Alleged Crack Smoking Toronto Mayor Should Be More Like Rahm, Expert Says

There’s only one American politician who has been seen in public with Rob Ford, the Toronto mayor who was allegedly seen smoking crack on a video recorded by Somali drug dealers. That politician, of course, is our own mayor, Rahm Emanuel. Last September, Ford visited Chicago to renew the Sister Cities agreement between the two Great Lakes metropolises.
 
The two held a private half-hour meeting, during which they discussed garbage pickup. Ford privatized Toronto’s garbage collection, to prevent another haulers’ strike like the one that allowed trash to pile up for 39 days in 2009. Emanuel has also talking about privatizing trash pick-up, saying “managed competition” will save the city money.
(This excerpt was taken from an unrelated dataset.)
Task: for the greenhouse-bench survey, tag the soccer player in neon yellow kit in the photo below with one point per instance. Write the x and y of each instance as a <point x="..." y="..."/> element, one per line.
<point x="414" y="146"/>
He has already hired private haulers for curbside recycling.
 
At the time, Ward Room suggested Emanuel and Ford might be “political soul mates” because of their mutual antagonism toward public employee unions. 
 
Ward Room was the only print outlet to report on Ford’s visit, which did not result in a single line of copy in either the Sun-Times or the Tribune. (We knew he was a character when we heard he’d been removed from the Air Canada Centre for drunkenly insulting fellow Maple Leaf fans.) It’s safe to say that he’d get a lot more attention if he came to Chicago now that he’s been outed as an alleged crackhead. Gawker, which broke the story, is running a “Crackstarter” crowdfunding campaign to raise $200,000 to buy the video from the drug dealers, and Ford’s antics have been written up by The Atlantic Cities and Vanity Fair.
 
When Ford visited Chicago, he identified the lakefront as our city’s biggest edge over Toronto in the race to global city status.
 
“People know Chicago more than Toronto…because they have iconic things like this,” he said at Millennium Park.
 
But maybe Ford should have been looking at the man standing next to him. Urbanist Richard Florida, an American who teaches at the University of Toronto, wrote in the Globe and Mail that one of the main obstacles standing between Toronto and world-class status is a world-class mayor -- like Rahm Emanuel. (Florida also wrote that Ford is "the worst mayor in the modern history of cities" -- fighting words in Chicago, which likes to claim Al Capone stooge William Hale Thompson as worst of the worst.)
 
It is time to convene a blue-ribbon commission on Toronto’s future. Everything must be on the table – the powers of the city, its mayor, the Council; the kinds of revenue-raising authority it needs to fund transit, infrastructure and more; the way to craft a governance system that is up to the challenges of the twenty-first century.
 
The pace at which something like this happens will tell us whether Toronto has the will to solve its crisis and become the global city that it once seemed destined to be – and whether its future mayors will look less like Rob Ford and more like New York’s Mike Bloomberg, Chicago’s Rahm Emmanuel [sic], London’s Boris Johnson, and Calgary’s Naheed Nenshi.
 
It’s better to have a mayor who just gets high on money and power.